Magia a la luz de la luna

Crítica de Pablo O. Scholz - Clarín

Ojos que no ven, corazón que sí siente

Allen está cada vez más sentimental y romántico, y su nueva comedia, que parece un relato ligero, encierra profundidad. Da gusto verla y disfrutarla.

Woody se nos está poniendo más y más romántico con el pasar de los años. No es que hayamos olvidado cómo corría por las calles de Manhattan rumbo a los brazos de Mariel Hemingway en aquel filme de 1979, pero tras estos 35 años que pasaron, el director de Blue Jasmine ha aplacado en sus guiones el humor y se ha vuelto más sentimental. O, de ser eso posible, como si quisiera más a sus personajes hoy que antes.

Magia a la luz de la luna es de esos títulos que parecen poco ambiciosos, de tono ligero, pero que encierran una profundidad que pasa más por el corazón que por la mente. Es una historia de amor en la que el protagonista masculino se debate entre la razón y el sentimiento, entre conquistar -y dejarse conquistar- más allá de la lógica.

Y eso que Stanley (Colin Firth) forma con su prometida una pareja “hecha en el Cielo”, y ella tiene todo lo que él, un ilusionista en los primeros años del siglo XX, ansía: lógica, sentido común y belleza.

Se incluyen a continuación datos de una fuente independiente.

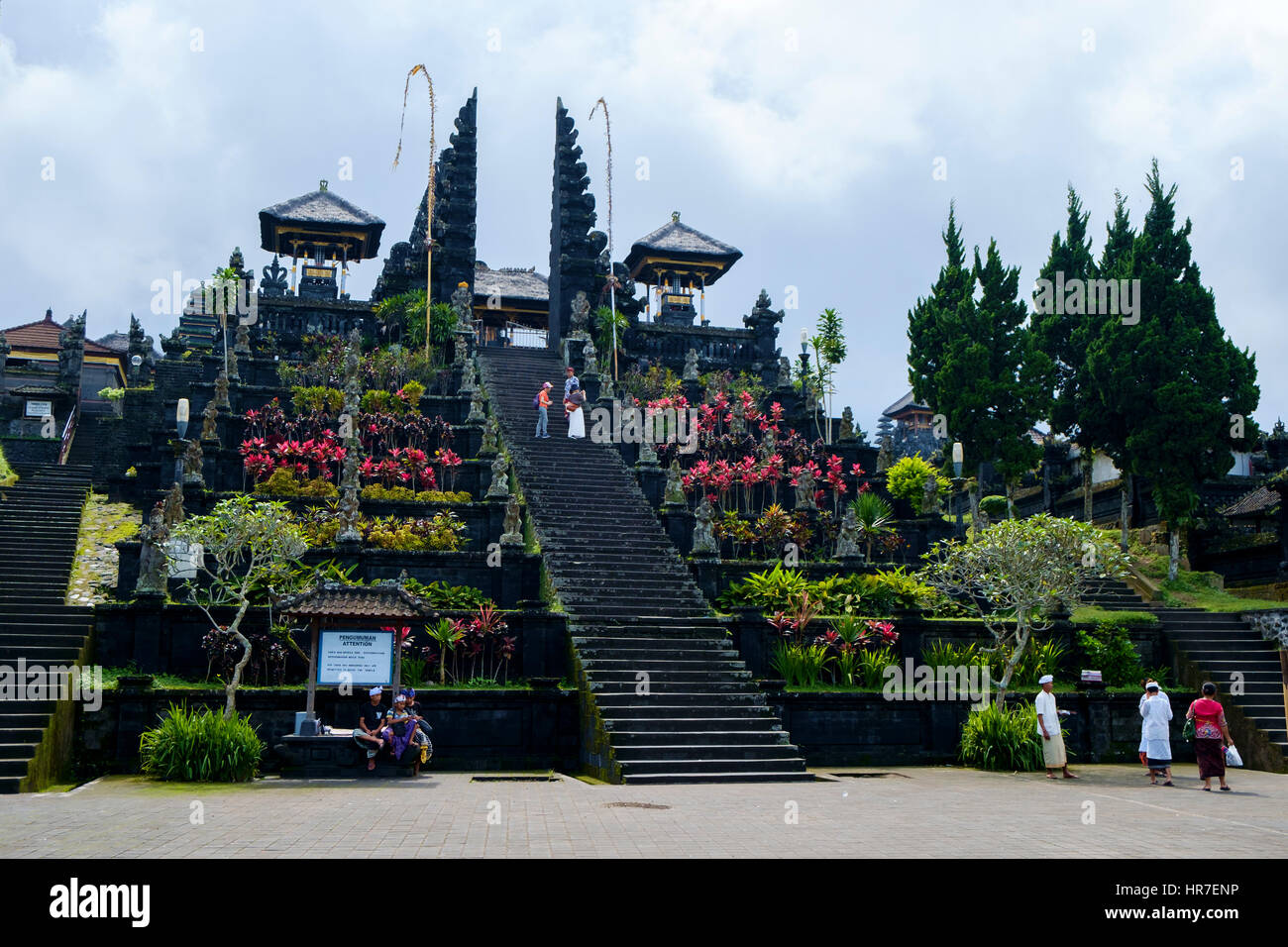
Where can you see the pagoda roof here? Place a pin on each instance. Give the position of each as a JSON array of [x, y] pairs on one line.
[[37, 390], [340, 600], [1258, 502], [510, 282], [320, 218], [906, 405], [43, 335], [679, 244]]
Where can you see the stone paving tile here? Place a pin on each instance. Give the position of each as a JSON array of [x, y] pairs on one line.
[[941, 812]]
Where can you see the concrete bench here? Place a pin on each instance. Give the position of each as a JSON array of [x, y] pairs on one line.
[[336, 755]]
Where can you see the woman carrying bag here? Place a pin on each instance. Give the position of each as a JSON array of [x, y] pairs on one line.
[[1211, 736], [576, 415]]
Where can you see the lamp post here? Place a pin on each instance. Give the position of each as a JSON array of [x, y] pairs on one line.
[[957, 486], [180, 425]]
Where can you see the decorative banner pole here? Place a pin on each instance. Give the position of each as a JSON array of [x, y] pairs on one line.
[[608, 179], [429, 189]]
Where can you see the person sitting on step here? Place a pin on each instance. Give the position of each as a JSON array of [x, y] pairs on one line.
[[574, 406], [542, 410], [400, 733], [370, 722]]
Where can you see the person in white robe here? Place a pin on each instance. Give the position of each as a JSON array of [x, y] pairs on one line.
[[1054, 755], [1155, 710], [576, 407], [1144, 746]]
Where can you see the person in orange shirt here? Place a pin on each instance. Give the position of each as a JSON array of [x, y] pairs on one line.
[[542, 406]]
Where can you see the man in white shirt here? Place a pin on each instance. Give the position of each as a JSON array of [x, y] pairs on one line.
[[1048, 727]]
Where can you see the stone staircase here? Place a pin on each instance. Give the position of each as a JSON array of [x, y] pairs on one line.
[[665, 696], [39, 523], [1222, 644]]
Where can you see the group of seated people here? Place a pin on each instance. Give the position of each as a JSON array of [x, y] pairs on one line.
[[399, 728]]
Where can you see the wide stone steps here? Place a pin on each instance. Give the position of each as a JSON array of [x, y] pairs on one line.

Stanley es un mago inglés que posterga unas vacaciones con Olivia llamado por un amigo (Simon McBurney), para desenmascarar a la que entienden es una impostora. Sophie (Emma Stone) dice ser una médium, y ha seducido y embaucado, creen, a una familia aristocrática, al punto de que el hijo (Hamish Linklater) le ofrece matrimonio mientras le recita con el ukelele y la madre (Jacki Weaver) va a financiarle una Fundación. Y allí va, de Berlín a la Costa Azul, a descubrir a esa falsa espiritista.

Más que en otras películas, Allen remarca las diferencias entre Stanley (que, como mago, se hace pasar por el chino Wei Ling Soo en sus actos) y Sophie. Pero el espectador que conoce al director sabe que algo los unirá. Y pese a intuirlo, como otras tantas veces, se deja llevar.

Con las referencias a Nietzsche bien a mano, Allen juega con las palabras. Stanley es irónico, pero también un tipo muy, pero muy simple. No cree que en la vida haya más que lo que aparenta, ni que exista el sexto sentido. “¿Soy la única persona cuerda que queda en la Tierra?”, se pregunta.

Los problemas que conlleva estar embelesado -o léase directamente enamorado- son el nudo del relato, amable, pero no pasatista. Si hay lugar para la magia y el romanticismo, también lo hay para el disparate. O qué es eso de preguntarle a una chica “¿Experimentás sentimientos románticos hacia mí?” Aquí Firth es el alter ego del realizador, y por supuesto no para de hablar, razonar y mostrarse tal cual es. Emma Stone de a poco va ganándose al espectador (por algo Allen la llamó para la que será su próxima película) y los papeles secundarios están uno mejor que otro.

Si, como dice un personaje, los seres humanos necesitamos “engañarnos para seguir adelante”, el final de Magia a la luz de la luna es de los más poéticos que se le recuerden al director de La rosa púrpura de El Cairo. Sí, es como una brisa y no tiene el peso de Blue Jasmine, pero da mucho gusto verla y disfrutarla.